Parmi ces nombreuses disciplines, citons les mathématiques, la physique, la chimie, les différentes branches de la biologie, les sciences de la Terre, l'économie et bien d'autres. Mes amis, dans ce court texte que je vous propose aujourd'hui pour réflexion, nous ne pouvons aborder la multitude de questions qui occupent de nombreuses pages dans de nombreux ouvrages. Mais je crois que nous pouvons comprendre que, quelles que soient les activités menées par les institutions que nous avons mentionnées ci-dessus, elles doivent savoir que, dans le cas d'Haïti en particulier, le développement agricole doit reposer sur quatre piliers ou leviers :

(1) l'enseignement à tous les niveaux dans nos écoles, ce que nous appelons « l'éducation formelle » ;

(2) la recherche scientifique continue, car nous devons continuer à comprendre et à apprendre tout ce qui existe dans le pays et qui est lié à la vie de toutes sortes de plantes et d'animaux ; et mettre ces connaissances à la disposition de toutes les écoles, qui enseignent toutes les matières liées à l'agriculture et à d'autres activités ;

(3) la diffusion et la vulgarisation des connaissances théoriques et pratiques en agriculture (comme dans d’autres domaines) auprès de tous ceux qui ne sont ni étudiants d’universités ni élèves d’écoles, mais qui travaillent et ont besoin de ces connaissances pour développer et améliorer leur production (éducation non formelle) ; la gestion des ressources naturelles en général, et des terres, des sols et de l’eau en particulier. Dans cette perspective, nous souhaitons dépasser l’expression « réforme agraire », qui s’apparente davantage à une révolution de politicaillerie bruyante qu’à la recherche de solutions concrètes pour la libération juridique et technique des terres agricoles. Nous devons abandonner ou banaliser l’agriculture paysanne traditionnelle ou de subsistance.

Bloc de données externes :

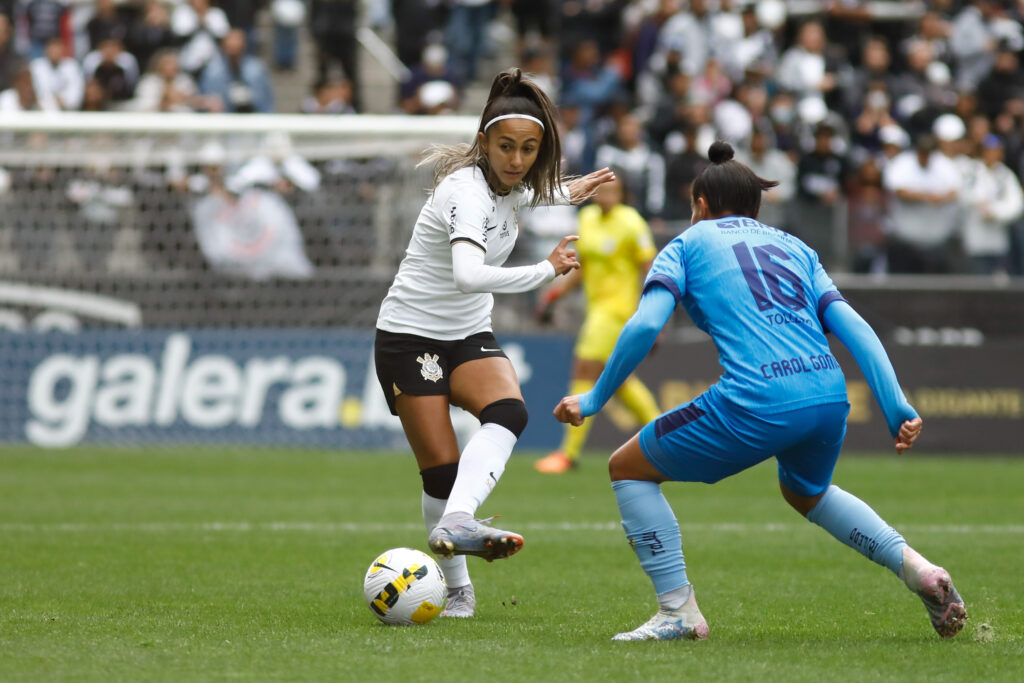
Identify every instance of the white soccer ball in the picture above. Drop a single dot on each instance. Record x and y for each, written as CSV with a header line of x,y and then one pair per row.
x,y
404,586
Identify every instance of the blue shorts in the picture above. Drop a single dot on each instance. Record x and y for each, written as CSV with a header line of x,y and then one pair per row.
x,y
711,438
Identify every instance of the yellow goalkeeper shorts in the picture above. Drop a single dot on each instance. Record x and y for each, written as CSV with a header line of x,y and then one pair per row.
x,y
598,335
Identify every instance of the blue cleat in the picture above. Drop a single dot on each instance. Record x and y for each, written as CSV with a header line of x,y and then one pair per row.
x,y
459,534
934,586
684,624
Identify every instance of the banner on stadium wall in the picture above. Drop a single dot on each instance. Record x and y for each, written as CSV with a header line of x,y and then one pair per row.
x,y
318,388
301,387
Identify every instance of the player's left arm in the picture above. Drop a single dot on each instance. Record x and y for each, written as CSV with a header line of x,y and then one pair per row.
x,y
634,343
857,335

L’objectif est de parvenir à un système national de production agricole où prédominent la science moderne et les technologies de pointe, une agriculture haïtienne moderne qui produit pour la consommation, les industries locales et l’exportation, et qui crée de nombreux emplois.

Nous avons évoqué le développement rural dans l’introduction, mais nous n’avons ni le temps ni l’espace pour l’approfondir. Le développement rural englobe toutes les actions entreprises par les institutions et les citoyens dans les zones rurales ou les sections communales pour mettre en place les infrastructures nécessaires à leur développement, leur apprentissage, leur travail et leur bien-être. Chaque ministère public a un rôle à jouer dans le processus de développement rural. Les populations rurales ont besoin de bonnes écoles et d'accès à l'université ; elles ont besoin d'infrastructures routières de qualité ; d'hôpitaux efficaces ; de services de sécurité fiables ; de sites touristiques aménagés et d'activités de loisirs, etc.  Tous ces élémets, dans les zones rurales ou les sections communales, font partie intégrante du développement rural. Et ils sont tous étroitement liés à l'éducation formelle et informelle et à la recherche scientifique, comme mentionné précédemment. Si nos institutions n'ont pas cette vision, elles risquent de s'épuiser dans diverses tâches, mais elles ne contribueront pas au développement en tant que tel. Le développement socio-économique (rural, agricole, d’éducation, de santé, d’infrastructure et autre) est un ensemble d'actions menées pour et avec les populations.  

Et puisque nous travaillons avec des êtres humains, l'éducation formelle, la recherche scientifique et la diffusion des connaissances (enseignement informel) sont des activités permanentes pour tous ceux qui participent au développement d'une manière ou d'une autre. Je laisse ce texte à mes jeunes compatriotes, en espérant qu'ils suivront mes conseils dans un Haïti qui sera véritablement digne du surnom de « Perle des Antilles ». Et comme me l'a dit un jour notre agronome patriarcal, Schiller Nicolas, le pays renaissant vous en sera reconnaissant.